Manage Learn to apply best practices and optimize your operations.

Live migration networking: Enter long-distance data center bridging

Live migration networking poses all sorts of challenges, including the potential need for long-distance data center bridging that results in traffic trombones. When it comes to server virtualization networking, is it possible to avoid the pitfalls?

Unless you’re running a huge computing cluster, you will probably deploy server virtualization to reduce operating...

expenses. That virtualization will introduce input-output challenges in the LAN (not to mention the SAN). Among those challenges will be live migration networking or vMotion networking that could require long-distance data center bridging, potentially destabilizing data center networks.

The hypervisor software that allows multiple virtual servers to run on the same physical hardware enables these servers to communicate amongst each other and with the outside world. To do this, most hypervisors include Virtual Network Interface Cards (vNICs) to emulate physical NICs, as well as virtual switches that emulate bridging (aka Layer 2 switching).

Sometimes you must run virtual machines belonging to more than one security zone on the same physical hardware. In that case, you would use virtual LANs (VLANs) to implement different security zones in a traditional (non-virtualized) data center. In a virtualized environment there is no difference; VLANs are implemented by the virtual switch.

Note: Until the virtual switches start using VLANs, the network administrators could pretend the servers running hypervisors were simple hosts like the traditional servers. With the introduction of VLAN-based switching in virtual switches, the physical servers have to be treated like any other Layer 2 networking device, blurring the demarcation line between the networking and server infrastructure.

Live migration networking

Years ago, VMware implemented vMotion -- live VM migration or the ability to move a running virtual machine between two physical servers (Microsoft Hyper-V and Xen support similar functionality). Live migration is heavily used to distribute the VM load across a cluster of physical servers, reduce the power consumption during non-peak hours and allow for planned maintenance. With live migration, VMs can be concentrated on a few physical servers while others are shut down as needed.

The beauty of live VM migration is its ability to retain user sessions, resulting in seamless operation that does not affect service availability metrics. To support this highly desired feature, virtual machines must retain their IP address and all their LAN and SAN connectivity.

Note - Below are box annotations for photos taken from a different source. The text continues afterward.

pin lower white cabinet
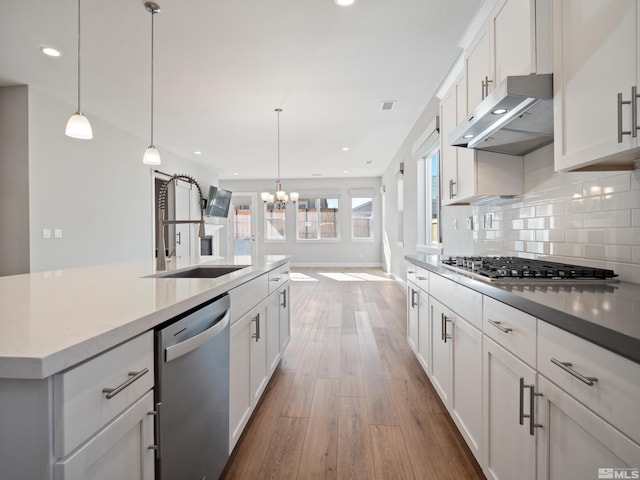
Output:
[429,297,482,461]
[54,391,155,480]
[536,375,640,480]
[481,337,536,480]
[229,302,268,453]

Note: To improve your SLA metrics, ensure that the uptime is measured with TCP sessions, not with ping. The migration process might lose a few data packets (which will impact SLA metrics based on ping), but never enough to disrupt an already-established TCP session.

There are a few Layer 3 routing mechanisms that could help you reach this goal, but they either have to be implemented in the guest operating system (mobile IP or loopback interfaces) or aren’t reliable enough to guarantee sub-second convergence (Local Area Mobility implemented by Cisco Systems more than a decade ago). Data centers implementing live VM migration are thus forced to use bridging between source and destination physical server.

When you implement live VM migration within a cluster of physical servers, the “bridge everywhere” requirement is not too harmful. The clusters are usually quite limited in size. For example, the latest VMware release, vSphere 4.1, supports up to 32 physical servers in the cluster. When using high-density blade servers, 32 physical servers easily fit within a single rack and connect to a set of top-of-rack switches, making the bridging requirement largely irrelevant.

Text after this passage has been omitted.